7. The Waste Paper Bin- Replaced by a recycle bin, but the concept lives on. Will people ever quit printing agendas or sending junk mail?

8. Shredders- Moving off-site for the most part. If we could get people to quit printing sensitive material, they might die off.

9. Mobile water coolers- People need water coolers and coffee machines to hang out and get creative in the work environment. The nature of the beast may change, but it will still be around.

10. Desktop hard drives- Something has to hold the operating system in the computer, and I do not see how we can get around it. I also sleep better knowing my data exists in the cloud, on my desktop hard drive, and on my laptop hard drive. Oh, and the desktop hard drive gets backed up to a terabyte pocket drive daily. Overkill? Perhaps; but I think we can all remember data on servers disappearing suddenly.

Of course, I remember the February 1 episode of RadioLab on NPR: Tools Never Die. (Click to listen to the full story). Basically, no technology, no matter how obsolete, cannot be obtained today. Whether hobbyists, Amish, or third-world, everything can still be purchased.

So don't trash your CD player yet. But share your thoughts below - will any of these (or perhaps other) office items be around in 10 years?

7 responses so far

  • Bob O'H says:

    Today I printed something out, and then wanted to cut each sheet in half.
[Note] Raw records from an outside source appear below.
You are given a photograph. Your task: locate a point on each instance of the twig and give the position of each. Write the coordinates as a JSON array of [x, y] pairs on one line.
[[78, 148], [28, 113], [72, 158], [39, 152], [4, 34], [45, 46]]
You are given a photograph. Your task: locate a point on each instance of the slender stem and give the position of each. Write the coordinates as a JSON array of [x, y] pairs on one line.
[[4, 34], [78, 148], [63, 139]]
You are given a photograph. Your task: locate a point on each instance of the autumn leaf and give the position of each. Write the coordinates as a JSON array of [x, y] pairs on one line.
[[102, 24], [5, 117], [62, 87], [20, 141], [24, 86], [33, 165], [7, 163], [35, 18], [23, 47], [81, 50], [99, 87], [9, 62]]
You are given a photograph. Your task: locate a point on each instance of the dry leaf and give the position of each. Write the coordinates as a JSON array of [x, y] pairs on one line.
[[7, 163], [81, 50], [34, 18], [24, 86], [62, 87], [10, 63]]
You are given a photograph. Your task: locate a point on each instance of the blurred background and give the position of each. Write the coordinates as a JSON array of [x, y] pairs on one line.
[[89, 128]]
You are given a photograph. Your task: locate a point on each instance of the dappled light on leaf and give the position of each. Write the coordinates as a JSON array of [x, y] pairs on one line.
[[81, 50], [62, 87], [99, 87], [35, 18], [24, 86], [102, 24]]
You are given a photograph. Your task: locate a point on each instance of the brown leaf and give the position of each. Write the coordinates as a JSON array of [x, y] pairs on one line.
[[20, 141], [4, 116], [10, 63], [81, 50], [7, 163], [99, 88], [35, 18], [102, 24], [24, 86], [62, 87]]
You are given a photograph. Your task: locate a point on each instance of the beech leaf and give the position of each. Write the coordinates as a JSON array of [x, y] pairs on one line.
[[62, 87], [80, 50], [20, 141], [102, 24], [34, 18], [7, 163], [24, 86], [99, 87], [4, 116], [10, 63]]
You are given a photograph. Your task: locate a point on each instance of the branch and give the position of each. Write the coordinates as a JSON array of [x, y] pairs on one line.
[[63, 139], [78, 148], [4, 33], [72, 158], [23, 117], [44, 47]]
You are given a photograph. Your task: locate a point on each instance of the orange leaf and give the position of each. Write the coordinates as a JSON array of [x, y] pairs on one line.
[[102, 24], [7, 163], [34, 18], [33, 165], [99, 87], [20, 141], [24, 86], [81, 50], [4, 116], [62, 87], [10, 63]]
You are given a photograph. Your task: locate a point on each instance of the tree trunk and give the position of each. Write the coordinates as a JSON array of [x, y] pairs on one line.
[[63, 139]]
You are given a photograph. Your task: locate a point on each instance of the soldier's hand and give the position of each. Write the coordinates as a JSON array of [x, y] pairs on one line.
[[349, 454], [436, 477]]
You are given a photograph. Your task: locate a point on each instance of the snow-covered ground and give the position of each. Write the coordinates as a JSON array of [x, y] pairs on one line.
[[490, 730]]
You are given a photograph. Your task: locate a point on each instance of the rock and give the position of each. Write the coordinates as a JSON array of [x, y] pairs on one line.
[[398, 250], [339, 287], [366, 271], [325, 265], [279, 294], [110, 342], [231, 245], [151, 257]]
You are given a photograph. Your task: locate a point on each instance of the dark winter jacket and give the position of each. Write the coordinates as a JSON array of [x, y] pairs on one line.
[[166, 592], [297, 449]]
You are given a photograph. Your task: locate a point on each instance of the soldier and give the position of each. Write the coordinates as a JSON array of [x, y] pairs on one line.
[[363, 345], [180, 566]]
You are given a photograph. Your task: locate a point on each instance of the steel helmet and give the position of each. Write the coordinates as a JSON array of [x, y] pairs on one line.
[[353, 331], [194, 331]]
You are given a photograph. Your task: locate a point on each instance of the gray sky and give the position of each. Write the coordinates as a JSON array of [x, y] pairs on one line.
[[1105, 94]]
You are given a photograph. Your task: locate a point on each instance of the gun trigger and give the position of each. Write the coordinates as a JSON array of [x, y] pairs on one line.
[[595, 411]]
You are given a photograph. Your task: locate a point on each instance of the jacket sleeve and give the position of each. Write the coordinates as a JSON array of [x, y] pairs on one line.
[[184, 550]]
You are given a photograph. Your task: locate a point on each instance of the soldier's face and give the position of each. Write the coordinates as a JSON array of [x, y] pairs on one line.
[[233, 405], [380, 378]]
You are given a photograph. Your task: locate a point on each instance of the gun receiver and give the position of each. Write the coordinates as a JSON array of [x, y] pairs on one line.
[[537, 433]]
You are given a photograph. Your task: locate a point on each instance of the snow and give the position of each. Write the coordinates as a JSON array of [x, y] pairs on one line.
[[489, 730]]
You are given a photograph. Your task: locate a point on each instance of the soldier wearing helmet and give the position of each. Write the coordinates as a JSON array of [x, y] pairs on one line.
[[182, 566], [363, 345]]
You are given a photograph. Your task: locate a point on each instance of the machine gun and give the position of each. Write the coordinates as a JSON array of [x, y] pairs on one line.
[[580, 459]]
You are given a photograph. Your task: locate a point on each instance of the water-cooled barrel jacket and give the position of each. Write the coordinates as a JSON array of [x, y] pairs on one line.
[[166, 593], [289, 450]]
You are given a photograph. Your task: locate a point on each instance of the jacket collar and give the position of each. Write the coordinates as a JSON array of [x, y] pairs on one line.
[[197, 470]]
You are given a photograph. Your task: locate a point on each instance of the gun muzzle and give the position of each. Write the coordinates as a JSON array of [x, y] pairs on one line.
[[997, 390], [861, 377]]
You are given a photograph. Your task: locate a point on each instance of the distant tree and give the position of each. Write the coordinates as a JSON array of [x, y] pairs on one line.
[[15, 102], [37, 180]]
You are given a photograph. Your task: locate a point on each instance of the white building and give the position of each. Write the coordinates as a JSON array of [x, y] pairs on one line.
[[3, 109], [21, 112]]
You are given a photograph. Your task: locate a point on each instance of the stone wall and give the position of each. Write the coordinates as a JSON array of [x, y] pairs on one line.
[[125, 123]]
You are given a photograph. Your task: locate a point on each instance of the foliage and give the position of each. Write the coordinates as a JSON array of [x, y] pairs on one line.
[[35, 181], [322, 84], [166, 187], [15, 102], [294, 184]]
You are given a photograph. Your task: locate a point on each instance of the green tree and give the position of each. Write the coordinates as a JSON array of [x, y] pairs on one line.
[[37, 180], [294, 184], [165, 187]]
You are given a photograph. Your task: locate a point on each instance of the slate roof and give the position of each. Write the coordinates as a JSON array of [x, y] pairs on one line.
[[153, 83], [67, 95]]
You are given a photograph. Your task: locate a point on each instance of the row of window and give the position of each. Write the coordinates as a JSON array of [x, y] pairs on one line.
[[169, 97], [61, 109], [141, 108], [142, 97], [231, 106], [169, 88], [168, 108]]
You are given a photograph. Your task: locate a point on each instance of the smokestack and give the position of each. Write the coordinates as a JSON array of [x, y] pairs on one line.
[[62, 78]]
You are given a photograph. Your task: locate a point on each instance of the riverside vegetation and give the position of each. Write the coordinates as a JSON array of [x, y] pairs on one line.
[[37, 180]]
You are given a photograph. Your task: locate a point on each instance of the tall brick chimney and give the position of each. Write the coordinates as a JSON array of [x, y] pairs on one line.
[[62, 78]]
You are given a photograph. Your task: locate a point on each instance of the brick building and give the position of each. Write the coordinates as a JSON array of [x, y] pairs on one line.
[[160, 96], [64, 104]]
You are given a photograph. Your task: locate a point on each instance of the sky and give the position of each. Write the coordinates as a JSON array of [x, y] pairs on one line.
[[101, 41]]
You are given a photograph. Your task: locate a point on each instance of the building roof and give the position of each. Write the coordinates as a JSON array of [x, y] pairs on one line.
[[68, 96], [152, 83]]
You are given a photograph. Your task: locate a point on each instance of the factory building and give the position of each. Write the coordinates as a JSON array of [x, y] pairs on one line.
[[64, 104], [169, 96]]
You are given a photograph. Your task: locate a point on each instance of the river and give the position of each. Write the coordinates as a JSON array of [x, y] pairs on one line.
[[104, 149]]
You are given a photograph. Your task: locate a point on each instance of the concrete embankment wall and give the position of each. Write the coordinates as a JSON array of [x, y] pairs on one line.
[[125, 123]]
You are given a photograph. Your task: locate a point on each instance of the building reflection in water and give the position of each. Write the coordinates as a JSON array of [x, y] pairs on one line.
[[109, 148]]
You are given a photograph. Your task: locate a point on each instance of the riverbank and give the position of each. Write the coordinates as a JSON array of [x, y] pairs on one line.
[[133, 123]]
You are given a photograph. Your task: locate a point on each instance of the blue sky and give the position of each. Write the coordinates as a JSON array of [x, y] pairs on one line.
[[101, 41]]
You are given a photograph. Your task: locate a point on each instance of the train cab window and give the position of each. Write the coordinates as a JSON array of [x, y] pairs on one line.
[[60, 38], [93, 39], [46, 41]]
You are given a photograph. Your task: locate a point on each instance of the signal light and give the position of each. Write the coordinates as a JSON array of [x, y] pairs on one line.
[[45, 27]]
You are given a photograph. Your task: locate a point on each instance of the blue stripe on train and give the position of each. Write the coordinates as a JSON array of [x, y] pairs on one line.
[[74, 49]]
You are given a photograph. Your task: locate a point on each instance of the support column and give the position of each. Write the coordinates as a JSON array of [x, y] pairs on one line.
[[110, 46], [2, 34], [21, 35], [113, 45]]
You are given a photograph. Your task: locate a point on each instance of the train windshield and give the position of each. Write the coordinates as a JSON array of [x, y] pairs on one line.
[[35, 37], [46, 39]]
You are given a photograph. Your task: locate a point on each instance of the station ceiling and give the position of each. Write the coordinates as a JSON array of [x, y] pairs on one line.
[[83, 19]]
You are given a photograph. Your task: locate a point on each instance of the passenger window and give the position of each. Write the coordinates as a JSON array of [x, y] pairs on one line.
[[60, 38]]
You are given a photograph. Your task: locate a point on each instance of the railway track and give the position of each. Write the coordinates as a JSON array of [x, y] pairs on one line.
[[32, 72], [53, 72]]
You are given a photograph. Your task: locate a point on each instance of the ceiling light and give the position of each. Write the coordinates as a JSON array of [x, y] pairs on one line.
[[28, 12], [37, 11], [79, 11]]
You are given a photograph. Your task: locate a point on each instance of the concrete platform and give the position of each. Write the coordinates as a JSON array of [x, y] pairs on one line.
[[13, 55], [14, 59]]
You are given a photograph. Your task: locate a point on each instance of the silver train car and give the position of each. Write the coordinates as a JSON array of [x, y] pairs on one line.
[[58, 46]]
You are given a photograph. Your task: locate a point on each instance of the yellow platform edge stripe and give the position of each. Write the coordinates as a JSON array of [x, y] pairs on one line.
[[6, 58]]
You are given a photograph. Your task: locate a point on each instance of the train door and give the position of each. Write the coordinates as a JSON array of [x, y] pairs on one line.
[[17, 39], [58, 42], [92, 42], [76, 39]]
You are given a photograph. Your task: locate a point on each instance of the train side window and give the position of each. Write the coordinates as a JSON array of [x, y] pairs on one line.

I didn't have any scissors in the office, so I decided to use the 30cm ruler and a nice sharp fold trick. I folded the sheets and only then realised I didn't have a ruler.

    *sigh* the things we miss.

    I suspect memory sticks and hard drives will be around, in one form or another. I doubt we'll all be permanently on the cloud, so they'll have a use. I can't see the waste paper bin going, either, except in philosophy departments.

    • WhizBANG! says:

      My office is stocked with scissors, a rotary paper cutter, a 15" metal ruler, and exacto knives. A whole bunch of free memory sticks litter my desk, because it's good to have your stuff on one in case the network connection for your talk isn't functioning.

      I just don't see most of this stuff going away.

    • Peggy says:

      I've been playing with trying to "live in the cloud" and I don't think the technology is quite yet developed to the point I could ditch my hard drive.

      And I can't imagine not having a back up important documents in a physically different location than the original - especially true when "cloud living" means storing documents on someone else's servers.

  • physioprof says:

    I haven't used a floppy disk in years, although I do have piles of them in my fucken office.

    • WhizBANG! says:

      I found one in a drawer the other day with data from one of my spouse's published studies on it. He said to keep it, but I have no idea where the hell we would find a drive to read it on!

  • Bashir says:

    3. I haven't seen one of those since the 80s.

    5. They aren't leaving, just moving to other machines.

    6. I don't see this leaving too soon. Sometimes there needs to be a lab phone.

    9. What, people will stop drinking water?